A method of acoustic leak detection includes the construction of a noise power or amplitude signature. This may include the separation of the leak noise into a plurality of frequency range bands, and analysis to determine the scale of leak.

Description

DETECTING LEAKS IN WATER DISTRIBUTION SYSTEMS Field of the Invention This invention relates to the detection of leaks in water distribution systems.
Leaks in water distribution pipework generally emit acoustic noise. This phenomenon can be exploited in equipment for detecting leaks in buried pipes. Examples of such equipment range from simple listening sticks to sophisticated acoustic loggers and leak noise correlators. One method of detecting leaks acoustically is described in Patent Application No. WO 98/50771.
Although it is sometimes possible to locate leaks accurately, it is difficult to discriminate between large leaks and small leaks. Indeed, the loudest noises tend to be generated by the smallest holes, which may not warrant the expense of excavation and repair.
The problem of leak detection is further compounded by the following factors, as mentioned in our co-pending Application No.
0021358.7, to which reference should be made :- a) the pipework construction and materials affect the way in which acoustic noise is propagated-for example, noise in plastic pipes will sound quieter than the same noise in steel pipes, b) ambient noise, such as traffic noise, can obscure leak noise, and c) internal operation noise, such as that generated by customers drawing off leak noise, can obscure leak noise.
Co-pending Application No. 0021358.7 is thus concerned with the provision of an improved method and means for the detection of leaks which are such that an assessment of the likely size of a leak can be obtained.

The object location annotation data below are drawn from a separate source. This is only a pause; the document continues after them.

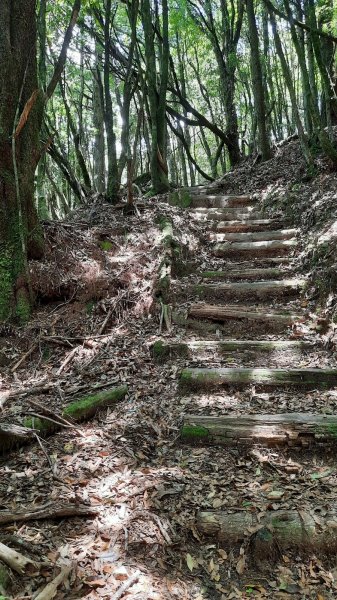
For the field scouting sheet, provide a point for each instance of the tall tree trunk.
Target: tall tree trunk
(98, 124)
(18, 156)
(260, 107)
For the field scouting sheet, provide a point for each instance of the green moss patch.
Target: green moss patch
(195, 432)
(180, 198)
(105, 245)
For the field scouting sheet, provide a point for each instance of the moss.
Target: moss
(89, 307)
(180, 198)
(194, 431)
(4, 581)
(161, 351)
(106, 245)
(40, 424)
(23, 306)
(89, 405)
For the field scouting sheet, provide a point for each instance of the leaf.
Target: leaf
(190, 562)
(240, 566)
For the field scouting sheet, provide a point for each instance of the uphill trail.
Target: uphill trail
(256, 388)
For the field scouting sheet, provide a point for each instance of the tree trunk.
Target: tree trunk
(260, 108)
(20, 234)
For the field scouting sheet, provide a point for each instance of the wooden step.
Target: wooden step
(272, 531)
(221, 214)
(254, 274)
(249, 290)
(294, 429)
(162, 350)
(247, 225)
(219, 201)
(272, 248)
(257, 236)
(194, 379)
(215, 312)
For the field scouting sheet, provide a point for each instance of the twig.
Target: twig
(49, 413)
(125, 586)
(39, 416)
(67, 360)
(23, 358)
(51, 589)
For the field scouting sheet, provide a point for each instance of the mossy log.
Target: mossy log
(199, 378)
(292, 429)
(14, 435)
(275, 531)
(80, 410)
(224, 214)
(250, 290)
(247, 225)
(272, 248)
(216, 312)
(166, 351)
(211, 201)
(255, 274)
(254, 236)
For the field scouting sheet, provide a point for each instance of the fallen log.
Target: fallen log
(80, 410)
(222, 313)
(17, 561)
(255, 274)
(250, 290)
(161, 350)
(47, 511)
(271, 248)
(272, 531)
(51, 588)
(192, 379)
(292, 429)
(258, 236)
(14, 435)
(233, 226)
(211, 201)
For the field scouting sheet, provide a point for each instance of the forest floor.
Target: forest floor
(93, 328)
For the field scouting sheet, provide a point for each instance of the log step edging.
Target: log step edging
(265, 273)
(292, 429)
(252, 289)
(264, 248)
(216, 312)
(257, 236)
(207, 378)
(161, 350)
(252, 225)
(272, 531)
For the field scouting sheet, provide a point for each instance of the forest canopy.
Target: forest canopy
(100, 97)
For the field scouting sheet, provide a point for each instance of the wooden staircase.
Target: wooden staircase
(233, 308)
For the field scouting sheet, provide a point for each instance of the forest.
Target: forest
(168, 299)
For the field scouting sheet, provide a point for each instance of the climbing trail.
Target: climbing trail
(250, 358)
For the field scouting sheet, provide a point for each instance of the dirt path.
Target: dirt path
(215, 477)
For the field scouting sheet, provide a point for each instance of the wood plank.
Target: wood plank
(251, 290)
(215, 312)
(220, 201)
(255, 274)
(257, 236)
(293, 429)
(271, 531)
(162, 350)
(271, 248)
(203, 378)
(233, 226)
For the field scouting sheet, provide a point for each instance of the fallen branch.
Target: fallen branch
(125, 586)
(51, 589)
(16, 561)
(47, 511)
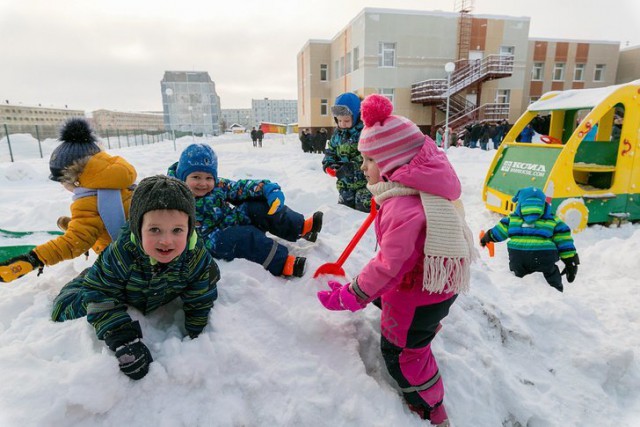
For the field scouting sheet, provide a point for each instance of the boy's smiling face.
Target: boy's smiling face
(200, 183)
(344, 122)
(164, 234)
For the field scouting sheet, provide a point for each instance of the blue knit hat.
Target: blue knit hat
(77, 142)
(197, 158)
(347, 104)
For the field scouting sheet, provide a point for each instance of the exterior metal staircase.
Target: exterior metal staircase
(467, 73)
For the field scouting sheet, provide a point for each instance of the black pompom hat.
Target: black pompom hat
(77, 142)
(160, 192)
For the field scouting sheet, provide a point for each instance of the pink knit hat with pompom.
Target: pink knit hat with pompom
(391, 141)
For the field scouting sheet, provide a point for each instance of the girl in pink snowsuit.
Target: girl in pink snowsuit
(424, 257)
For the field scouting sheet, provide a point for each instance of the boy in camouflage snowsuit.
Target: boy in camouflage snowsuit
(342, 158)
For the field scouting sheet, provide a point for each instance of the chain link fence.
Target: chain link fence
(22, 142)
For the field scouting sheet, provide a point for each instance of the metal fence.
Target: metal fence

The method described in said co-pending application includes dividing a multi-dimensional symptom space into a plurality of regions, carrying out a plurality of measurements which define a point in the symptom space and determining the relationship of this point to the diagnostic regions.
It is an object of the present invention to provide improvements in or modifications of the invention described in said co-pending Application No. 0021358.7.
Summary of the Invention According to a first aspect of the present invention there is provided a method of leak detection which includes the construction of a noise power or amplitude signature.
According to a second aspect of the present invention there is provided a means for detecting leaks which includes means for the construction of a noise power or amplitude signature.
A preferred method of construction and interpretation of the noise power or amplitude signature is described herein and includes the separation of the leak noise into a plurality of frequency range bands.
Brief Description of the Drawings Figure 1 shows the theoretical results of carrying out a leak noise correlation, Figure 2 shows a probable real life result of carrying out a leak noise correlation, Figure 3 shows the effects of applying correction factors to the graph of Figure 2, Figure 4 shows the separation of the noise emanating from a leak into three frequency bands, Figure 5 shows the results of correlation for one of said frequency bands, Figure 6 shows the results of correlation for all three frequency bands, Figure 7 shows a simple example of a neural network with four input conditions, Figure 8 shows an example of an artificial neuron evaluating a decision based on three input conditions, an Figure 9 shows how a typical input may be pre-classified.
Description of the Preferred Embodiment Patent Application No. 0021358.7, to which reference should be made, relates to the detection of leaks in water distribution networks and one area which it covers concerns leak sizing using statistical interpretation of acoustic noise signals in conjunction with external factors, such as pipe materials, pipe diameters, depths, etc. It refers to the use of leak noise correlators, which are instruments used to locate leaks precisely over short pipe sections, e. g. sections having a length of from 50 to 100 metres.
Application No. 0021358.7 also refers to how discrimination between leak noise and operational noise may be accomplished on acoustic loggers. It mentions splitting broad, all-encompassing frequency bands into narrower ones and carrying out a variety of noise measurements in each of these bands.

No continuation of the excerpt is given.